While embeddings from a vector database are a more efficient way to pass lots of data to a model, they still use more of a model’s context window, increasing invocation time and cost. Overall, using a vector database represents a moderate increase in engineering effort and maintenance cost but unlocks many use cases that require an LLM to be aware of your data.
Use cases: chat-style models, step-by-step reasoning, storytelling models
Vector databases are a great way to provide context to a model. But if you want to provide new corpuses of text on the order of hundreds of millions or billions of words, or modify the base behavior of a model, that’s where fine-tuning comes in.
Fine-tuning modifies the underlying model directly to add information and behavior. It can be used in combination with embeddings and prompt engineering.

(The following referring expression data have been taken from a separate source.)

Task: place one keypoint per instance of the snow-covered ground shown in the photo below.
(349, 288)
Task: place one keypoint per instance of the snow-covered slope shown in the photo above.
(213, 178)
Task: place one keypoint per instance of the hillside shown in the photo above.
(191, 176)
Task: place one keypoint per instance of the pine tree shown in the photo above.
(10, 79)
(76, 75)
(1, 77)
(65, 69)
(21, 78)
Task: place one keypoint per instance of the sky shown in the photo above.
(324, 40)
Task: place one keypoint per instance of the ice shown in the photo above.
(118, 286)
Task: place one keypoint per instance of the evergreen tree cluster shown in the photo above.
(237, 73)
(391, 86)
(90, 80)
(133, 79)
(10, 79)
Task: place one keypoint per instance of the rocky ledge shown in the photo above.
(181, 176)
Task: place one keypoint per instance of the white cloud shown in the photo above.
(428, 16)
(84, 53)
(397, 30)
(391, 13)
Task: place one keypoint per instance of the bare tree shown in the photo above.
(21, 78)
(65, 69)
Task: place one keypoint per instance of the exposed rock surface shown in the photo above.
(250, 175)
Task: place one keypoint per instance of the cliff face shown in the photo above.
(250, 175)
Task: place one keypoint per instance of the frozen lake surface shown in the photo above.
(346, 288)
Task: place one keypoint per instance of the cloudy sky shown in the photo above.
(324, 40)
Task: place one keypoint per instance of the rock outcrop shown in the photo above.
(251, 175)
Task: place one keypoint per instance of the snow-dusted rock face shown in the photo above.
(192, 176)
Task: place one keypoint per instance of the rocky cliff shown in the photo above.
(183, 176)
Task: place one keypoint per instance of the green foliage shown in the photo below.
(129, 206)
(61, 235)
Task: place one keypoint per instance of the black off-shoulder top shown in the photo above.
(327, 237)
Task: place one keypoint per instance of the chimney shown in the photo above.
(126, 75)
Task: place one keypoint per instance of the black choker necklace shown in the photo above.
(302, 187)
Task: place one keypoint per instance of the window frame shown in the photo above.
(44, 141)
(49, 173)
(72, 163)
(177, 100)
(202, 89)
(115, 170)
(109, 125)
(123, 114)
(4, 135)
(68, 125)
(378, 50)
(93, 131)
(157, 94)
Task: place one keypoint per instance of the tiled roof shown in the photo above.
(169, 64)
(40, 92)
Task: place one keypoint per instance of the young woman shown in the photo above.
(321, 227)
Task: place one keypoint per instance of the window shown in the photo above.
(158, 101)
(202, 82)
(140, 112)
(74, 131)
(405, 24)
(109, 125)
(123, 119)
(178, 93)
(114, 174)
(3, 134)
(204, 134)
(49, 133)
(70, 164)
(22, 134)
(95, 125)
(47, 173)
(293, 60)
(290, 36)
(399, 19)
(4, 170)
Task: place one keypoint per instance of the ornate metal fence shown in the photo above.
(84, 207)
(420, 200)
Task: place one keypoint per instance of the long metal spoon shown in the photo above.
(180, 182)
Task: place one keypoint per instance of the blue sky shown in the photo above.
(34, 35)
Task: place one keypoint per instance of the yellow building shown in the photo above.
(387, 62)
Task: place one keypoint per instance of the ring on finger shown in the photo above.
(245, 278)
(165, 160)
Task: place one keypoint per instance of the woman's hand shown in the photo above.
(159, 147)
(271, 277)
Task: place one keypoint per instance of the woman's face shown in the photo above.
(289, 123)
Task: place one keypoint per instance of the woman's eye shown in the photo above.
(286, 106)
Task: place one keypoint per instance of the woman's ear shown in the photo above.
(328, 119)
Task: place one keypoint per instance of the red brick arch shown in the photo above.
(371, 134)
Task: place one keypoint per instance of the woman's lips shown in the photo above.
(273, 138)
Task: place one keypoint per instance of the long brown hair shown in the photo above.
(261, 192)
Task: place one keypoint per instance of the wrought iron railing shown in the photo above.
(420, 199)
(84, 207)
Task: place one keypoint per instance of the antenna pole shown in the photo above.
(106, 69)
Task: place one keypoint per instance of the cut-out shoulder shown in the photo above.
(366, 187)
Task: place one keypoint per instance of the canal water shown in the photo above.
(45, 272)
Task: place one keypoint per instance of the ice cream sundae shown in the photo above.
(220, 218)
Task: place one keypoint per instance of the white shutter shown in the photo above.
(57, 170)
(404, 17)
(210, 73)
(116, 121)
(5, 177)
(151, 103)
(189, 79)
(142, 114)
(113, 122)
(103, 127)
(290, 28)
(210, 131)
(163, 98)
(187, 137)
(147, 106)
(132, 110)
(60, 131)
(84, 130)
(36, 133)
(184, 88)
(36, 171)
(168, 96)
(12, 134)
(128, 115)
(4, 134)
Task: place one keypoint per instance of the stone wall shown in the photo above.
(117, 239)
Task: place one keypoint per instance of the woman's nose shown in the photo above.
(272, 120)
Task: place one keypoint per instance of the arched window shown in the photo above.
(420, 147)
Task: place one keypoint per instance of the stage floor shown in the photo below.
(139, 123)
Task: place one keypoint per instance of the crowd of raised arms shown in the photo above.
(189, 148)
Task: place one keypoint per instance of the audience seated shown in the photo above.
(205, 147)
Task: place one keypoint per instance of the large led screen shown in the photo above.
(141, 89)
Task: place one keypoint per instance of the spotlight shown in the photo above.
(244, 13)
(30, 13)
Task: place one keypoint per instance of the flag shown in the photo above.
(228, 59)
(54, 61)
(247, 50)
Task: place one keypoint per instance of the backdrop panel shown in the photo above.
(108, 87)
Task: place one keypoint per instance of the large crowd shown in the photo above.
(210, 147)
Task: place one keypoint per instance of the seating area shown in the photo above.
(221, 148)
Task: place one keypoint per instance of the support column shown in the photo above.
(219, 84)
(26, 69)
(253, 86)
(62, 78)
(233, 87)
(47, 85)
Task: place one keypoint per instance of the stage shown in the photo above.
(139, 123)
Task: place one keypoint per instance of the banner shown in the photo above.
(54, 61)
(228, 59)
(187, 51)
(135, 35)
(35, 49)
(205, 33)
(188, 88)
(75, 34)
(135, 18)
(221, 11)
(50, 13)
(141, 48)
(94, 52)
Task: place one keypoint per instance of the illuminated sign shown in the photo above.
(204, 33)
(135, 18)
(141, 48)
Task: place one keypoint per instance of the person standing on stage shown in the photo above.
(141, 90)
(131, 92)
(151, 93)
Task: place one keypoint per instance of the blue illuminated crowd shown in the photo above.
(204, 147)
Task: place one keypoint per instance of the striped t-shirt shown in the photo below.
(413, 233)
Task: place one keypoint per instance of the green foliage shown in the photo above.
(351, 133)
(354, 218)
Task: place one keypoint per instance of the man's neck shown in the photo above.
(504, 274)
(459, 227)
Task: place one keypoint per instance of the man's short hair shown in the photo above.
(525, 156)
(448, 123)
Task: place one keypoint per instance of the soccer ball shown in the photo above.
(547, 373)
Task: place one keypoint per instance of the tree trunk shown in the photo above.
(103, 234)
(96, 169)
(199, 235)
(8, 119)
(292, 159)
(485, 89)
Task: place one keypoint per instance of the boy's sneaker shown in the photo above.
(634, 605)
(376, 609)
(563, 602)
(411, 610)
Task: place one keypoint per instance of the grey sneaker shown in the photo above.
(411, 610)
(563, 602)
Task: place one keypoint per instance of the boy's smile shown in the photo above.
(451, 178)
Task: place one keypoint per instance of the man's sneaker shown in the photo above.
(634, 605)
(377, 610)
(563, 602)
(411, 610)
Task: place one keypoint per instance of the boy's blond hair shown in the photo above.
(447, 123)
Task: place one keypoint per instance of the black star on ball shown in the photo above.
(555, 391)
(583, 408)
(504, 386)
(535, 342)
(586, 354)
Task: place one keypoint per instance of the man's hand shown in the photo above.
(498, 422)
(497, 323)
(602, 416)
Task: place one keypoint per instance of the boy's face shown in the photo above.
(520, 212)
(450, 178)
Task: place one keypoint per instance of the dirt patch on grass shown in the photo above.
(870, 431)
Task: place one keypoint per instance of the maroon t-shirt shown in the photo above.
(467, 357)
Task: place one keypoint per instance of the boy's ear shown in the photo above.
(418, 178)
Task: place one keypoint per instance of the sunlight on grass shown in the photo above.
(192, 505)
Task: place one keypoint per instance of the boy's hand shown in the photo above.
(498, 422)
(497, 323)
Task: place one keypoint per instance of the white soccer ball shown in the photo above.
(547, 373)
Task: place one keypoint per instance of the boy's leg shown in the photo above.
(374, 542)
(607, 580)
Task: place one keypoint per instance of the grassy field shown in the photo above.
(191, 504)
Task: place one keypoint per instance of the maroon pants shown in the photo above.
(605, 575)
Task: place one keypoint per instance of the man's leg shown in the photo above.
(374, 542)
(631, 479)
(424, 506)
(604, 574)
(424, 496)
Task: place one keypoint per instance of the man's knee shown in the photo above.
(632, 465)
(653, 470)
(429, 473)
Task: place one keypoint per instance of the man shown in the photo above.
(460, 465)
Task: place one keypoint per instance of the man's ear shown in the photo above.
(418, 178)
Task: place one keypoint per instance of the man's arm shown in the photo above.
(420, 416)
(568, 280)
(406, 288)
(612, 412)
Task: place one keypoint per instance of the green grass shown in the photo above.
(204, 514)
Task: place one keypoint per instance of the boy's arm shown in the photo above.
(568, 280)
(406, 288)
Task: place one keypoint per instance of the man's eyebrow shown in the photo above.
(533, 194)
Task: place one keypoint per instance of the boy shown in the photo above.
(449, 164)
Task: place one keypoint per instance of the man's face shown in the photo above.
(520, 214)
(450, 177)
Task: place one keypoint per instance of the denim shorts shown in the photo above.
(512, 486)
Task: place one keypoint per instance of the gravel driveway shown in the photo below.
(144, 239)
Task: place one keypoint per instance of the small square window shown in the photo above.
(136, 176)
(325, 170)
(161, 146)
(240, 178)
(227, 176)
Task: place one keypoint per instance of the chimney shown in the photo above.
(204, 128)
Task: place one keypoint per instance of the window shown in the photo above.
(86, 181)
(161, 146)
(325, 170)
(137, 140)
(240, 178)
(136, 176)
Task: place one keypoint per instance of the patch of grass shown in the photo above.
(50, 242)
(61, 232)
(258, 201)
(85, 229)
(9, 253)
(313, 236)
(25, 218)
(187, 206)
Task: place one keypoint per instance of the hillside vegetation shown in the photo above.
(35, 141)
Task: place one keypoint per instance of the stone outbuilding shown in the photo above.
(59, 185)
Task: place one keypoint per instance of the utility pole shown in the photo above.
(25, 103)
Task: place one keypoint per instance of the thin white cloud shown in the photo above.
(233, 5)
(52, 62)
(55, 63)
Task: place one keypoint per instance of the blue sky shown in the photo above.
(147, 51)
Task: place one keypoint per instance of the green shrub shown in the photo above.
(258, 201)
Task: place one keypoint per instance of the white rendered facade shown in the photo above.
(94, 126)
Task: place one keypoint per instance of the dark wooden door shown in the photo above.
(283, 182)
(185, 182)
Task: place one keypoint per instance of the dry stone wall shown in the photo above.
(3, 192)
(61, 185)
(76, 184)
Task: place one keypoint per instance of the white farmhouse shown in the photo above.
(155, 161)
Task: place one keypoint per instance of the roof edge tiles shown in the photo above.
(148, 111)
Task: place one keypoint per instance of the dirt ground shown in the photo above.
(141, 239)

One common use case for fine-tuning is taking a base open-source LLM and adapting it to a specific type of output, like chat. For example, Alpaca is a fine-tuned version of LLaMA that specializes in chat, and the standard for new open-source LLMs is to release both a standard foundation model and a fine-tuned chat or “instruct” variant of the model.
Fine-tuning re-trains a portion of the LLM on new data. While not as time-consuming or expensive as training a model from scratch, major fine-tuning jobs can run for days on multiple GPUs, giving fine-tuning a higher up-front cost. But once the model is fine-tuned, running it returns the customized results you need for the same price as running the base model.
Customization takes time and money. Always start with the most basic approach and try to get good results, then reach for more customization if the model’s outputs aren’t meeting your needs. First, try prompt engineering and few-shot prompting to demonstrate your desired results to the LLM. Then, see if a vector database would allow you to embed enough context in your inference to generate good answers. If neither approach seems sufficient, try fine-tuning to further alter the model’s behavior.
And of course, there’s always level 4: training your own LLM from scratch!